Malcolm faisait partie de la petite troupe qui se porta au secours de Bill & de son pilote (appelons-le Bill pour faire vite)…

quelles ne furent pas sa surprise & sa joie (c’est la phrase consacrée conseillée par le manuel dans ces circonstances) de découvrir son vieux pote Bill (je parle de Bill bien sûr, pas de Bill !)…

« tu te doutes que je me faisais de la bile » dit Bill

« pourquoi me parles-tu en français ? (why are you speaking to me in french ? ») demanda Malcolm

« because the play on words doesn’t work in english ! (« parce que le jeu de mots ne marche pas en anglais ! ») répondit Bill, vexé…

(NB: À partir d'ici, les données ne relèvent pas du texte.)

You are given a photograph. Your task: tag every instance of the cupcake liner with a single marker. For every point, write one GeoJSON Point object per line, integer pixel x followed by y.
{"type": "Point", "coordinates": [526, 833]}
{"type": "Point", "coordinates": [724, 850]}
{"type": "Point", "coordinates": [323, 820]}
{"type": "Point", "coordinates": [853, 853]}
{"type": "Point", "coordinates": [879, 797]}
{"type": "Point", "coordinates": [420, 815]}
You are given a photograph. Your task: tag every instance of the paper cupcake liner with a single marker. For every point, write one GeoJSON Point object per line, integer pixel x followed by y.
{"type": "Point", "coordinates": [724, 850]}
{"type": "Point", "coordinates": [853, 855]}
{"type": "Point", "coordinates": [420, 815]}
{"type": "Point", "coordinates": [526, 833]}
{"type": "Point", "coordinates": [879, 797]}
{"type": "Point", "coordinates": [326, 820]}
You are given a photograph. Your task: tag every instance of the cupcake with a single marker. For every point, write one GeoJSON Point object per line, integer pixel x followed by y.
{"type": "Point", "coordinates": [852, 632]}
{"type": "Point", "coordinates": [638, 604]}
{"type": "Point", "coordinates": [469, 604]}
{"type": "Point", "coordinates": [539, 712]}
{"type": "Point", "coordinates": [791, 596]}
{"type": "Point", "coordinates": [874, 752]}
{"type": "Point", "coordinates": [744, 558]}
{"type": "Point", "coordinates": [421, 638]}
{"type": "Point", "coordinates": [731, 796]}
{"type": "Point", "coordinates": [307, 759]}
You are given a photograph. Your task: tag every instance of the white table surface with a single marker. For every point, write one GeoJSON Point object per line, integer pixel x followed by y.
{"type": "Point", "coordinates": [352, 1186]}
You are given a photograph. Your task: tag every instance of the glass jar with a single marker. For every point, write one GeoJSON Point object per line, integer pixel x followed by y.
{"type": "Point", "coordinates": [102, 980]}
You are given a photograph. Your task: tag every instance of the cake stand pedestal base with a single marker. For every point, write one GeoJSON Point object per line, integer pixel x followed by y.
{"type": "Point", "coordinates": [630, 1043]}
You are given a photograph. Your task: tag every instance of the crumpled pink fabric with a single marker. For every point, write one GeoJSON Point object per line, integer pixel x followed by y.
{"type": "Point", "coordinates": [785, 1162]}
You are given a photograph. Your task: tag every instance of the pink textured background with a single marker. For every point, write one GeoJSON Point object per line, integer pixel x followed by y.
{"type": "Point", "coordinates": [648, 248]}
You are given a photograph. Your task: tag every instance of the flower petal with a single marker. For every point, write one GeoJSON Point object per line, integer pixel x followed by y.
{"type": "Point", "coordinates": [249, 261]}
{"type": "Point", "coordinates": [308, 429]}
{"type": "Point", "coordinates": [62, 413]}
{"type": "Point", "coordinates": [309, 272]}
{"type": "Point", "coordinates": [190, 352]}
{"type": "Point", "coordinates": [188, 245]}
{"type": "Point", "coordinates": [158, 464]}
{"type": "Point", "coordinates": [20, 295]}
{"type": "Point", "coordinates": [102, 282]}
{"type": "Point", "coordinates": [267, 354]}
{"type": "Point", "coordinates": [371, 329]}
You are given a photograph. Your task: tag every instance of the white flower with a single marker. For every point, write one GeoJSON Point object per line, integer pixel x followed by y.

pour faire simple, je vais continuer en V.F.

« on n’est pas dans la merde ! » dit Bill

« comment ça ? » demanda Bill

« on pourra pas redécoller avec 1 pale dans cet état ! » expliqua Bill

«  qu’est-ce que vous proposez ? » demanda Bill sur le ton du chef prêt à déléguer

« je vais déjà voir si la radio fonctionne » proposa Bill

« écoutez les mecs : moi je n’arrive plus à suivre ! je ne sais plus qui parle ! & je suis sûr que les lecteurs s’y perdent aussi !… » s’exclama Malcolm, « toi Bill, tu seras Bill Un, & vous le pilote du nélico, vous serez Bill Deux… »

« pas d’accord ! » dit Bill-le-pilote, « mon nom de famille c’est Cloone, alors Bill Deux Cloone, je ne suis pas d’accord ! »

« mais de toute façon, en anglais ça n’est pas drôle ! » objecta Malcolm

« ouais, mais auprès des lecteurs français j’ai l’air d’1 con ! »

« sosoyez vous-même & le public vous respectera !… c’est le conconseil que le Gggrrrrand Ziegfield donna à 1 homme popolitique qui par hasard devint d’ailleurs préprésident des Uhessas… & je ne peux que vous recocommander de suivre le mmmême conconseil ! » fit Malcolm qui commençait à claquer des dents

LA SUITE UN DE CES JOURS…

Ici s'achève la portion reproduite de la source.